Postgres primary keys are backed by B-tree indexes. With UUIDv4:

inserts don’t “append” to the right-most leaf page; they land on random pages
random inserts cause more page splits + fragmentation + larger indexes
UUID is 16 bytes (vs 8 bytes for bigint), so you fit fewer entries per 8KB page
low correlation between key order and physical row order => range scans / pagination touch more pages

Also: UUIDs are not security “capabilities” (RFC 4122 explicitly warns against treating them as unguessable secrets).

Run the script (step-by-step)

0) Confirm Postgres is reachable:

$ psql -d postgres -c 'select version();'

1) Download the script from the gist:

$ curl -L 'https://gist.github.com/LxYuan0420/1cfe75637dbb811c6b88fef605ac88e4/raw' -o uuid_pk_bench.sql

2) Create a scratch database (safe; the script drops a schema named uuid_pk_bench inside this DB):

$ dropdb uuid_pk_bench 2>/dev/null || true
$ createdb uuid_pk_bench

3) Run it (and save output):

$ psql -d uuid_pk_bench -f uuid_pk_bench.sql -v nrows=200000 -v limit_rows=20000 | tee bench.out

Alternative: run without saving the file locally:

$ curl -L 'https://gist.github.com/LxYuan0420/1cfe75637dbb811c6b88fef605ac88e4/raw' \
  | psql -d uuid_pk_bench -v nrows=200000 -v limit_rows=20000 \
  | tee bench.out

Optional: VACUUM first (often reduces Heap Fetches for index-only scans):

$ psql -d uuid_pk_bench -f uuid_pk_bench.sql -v nrows=200000 -v limit_rows=20000 -v vacuum=1 | tee bench_vacuum.out

Read the output

If you saved output to bench.out, I usually scan it like this:

$ rg '^== ' bench.out
$ rg 'Buffers:|Heap Fetches:|Execution Time:' bench.out

What it measures (and why)

Sizes: table + PK index sizes (UUID PK indexes are often bigger).
Correlation: pg_stats.correlation for the id column (1.0 = strongly ordered, ~0 = random).
ORDER BY id LIMIT ...: a rough proxy for keyset pagination / range scans (locality matters).
UPDATE that same LIMIT set: same idea, but with heap writes.

Note: this is intentionally not a point-lookup benchmark (WHERE id = ...).
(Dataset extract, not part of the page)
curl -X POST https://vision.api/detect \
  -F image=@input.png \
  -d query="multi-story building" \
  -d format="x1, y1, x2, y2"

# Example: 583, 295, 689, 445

It’s meant to show what happens when you traverse lots of rows in primary-key order (common in pagination, maintenance jobs, or ORMs that implicitly ORDER BY id).
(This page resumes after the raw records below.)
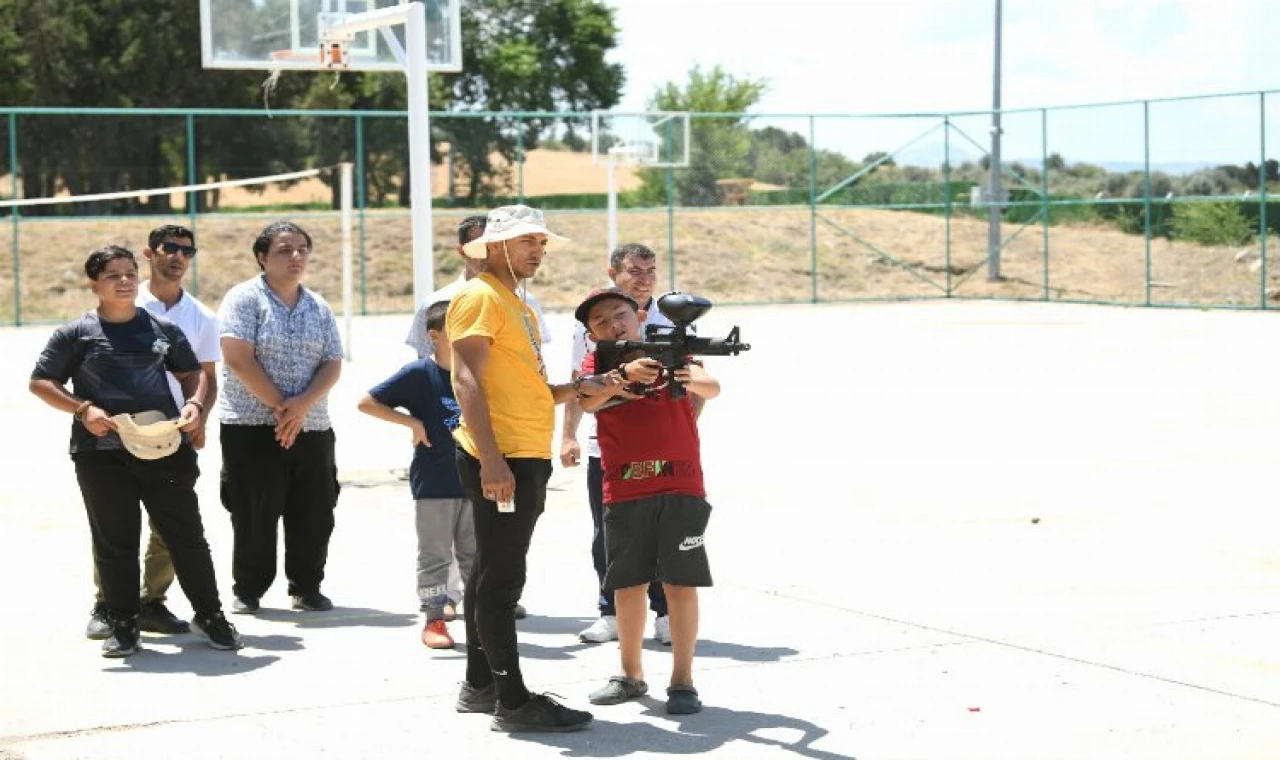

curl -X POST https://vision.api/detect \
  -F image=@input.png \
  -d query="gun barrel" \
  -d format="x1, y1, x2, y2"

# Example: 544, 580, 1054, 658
690, 338, 751, 356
Example output (nrows=200000, limit_rows=20000)

This is trimmed to the lines I actually look at.

== Sizes (table + pkey index) ==
    relname     |  size
----------------+---------
 uuidv4_pk      | 28 MB
 bigint_pk      | 27 MB
 uuidv4_pk_pkey | 8536 kB
 bigint_pk_pkey | 4408 kB

== Correlation (how well physical order matches key order) ==
 tablename | attname | correlation
-----------+---------+-------------
 bigint_pk | id      |           1
 uuidv4_pk | id      | 0.010380032

== Index-only scan (id only) ==
-- bigint_pk
Buffers: shared hit=402
Heap Fetches: 20000
Execution Time: 2.526 ms

-- uuidv4_pk
Buffers: shared hit=20112
Heap Fetches: 20000
Execution Time: 8.450 ms

== Index scan + heap fetch (payload) ==
-- bigint_pk
Buffers: shared hit=402
Execution Time: 2.407 ms

-- uuidv4_pk
Buffers: shared hit=20112
Execution Time: 4.678 ms

== Update the same LIMIT set (forces heap writes) ==
-- bigint_pk
Buffers: shared hit=144555 dirtied=242 written=242
Execution Time: 73.993 ms

-- uuidv4_pk
Buffers: shared hit=164486 dirtied=233 written=233
Execution Time: 88.780 ms

How to interpret:

Index size: the UUID PK index is ~1.9× bigger here (8.5MB vs 4.4MB).
Correlation: bigint is perfectly correlated (1.0) because it’s inserted sequentially; UUIDv4 is basically random (~0.01).
Buffers: each buffer is an 8KB page. So 402 buffers is ~3.1MB of page touches, while 20112 buffers is ~157MB — for the same LIMIT 20000. (hit=... means it was already in Postgres shared buffers; if you see read=... that’s disk I/O.)
Heap Fetches in an “index-only” plan: Postgres still has to visit the heap to check tuple visibility unless the visibility map says the page is “all-visible”. That’s why the script has an optional -v vacuum=1 mode.
Updates: UUIDv4 tends to spread writes/reads across more pages, so you’ll often see higher buffer counts and slightly higher latency for equivalent updates.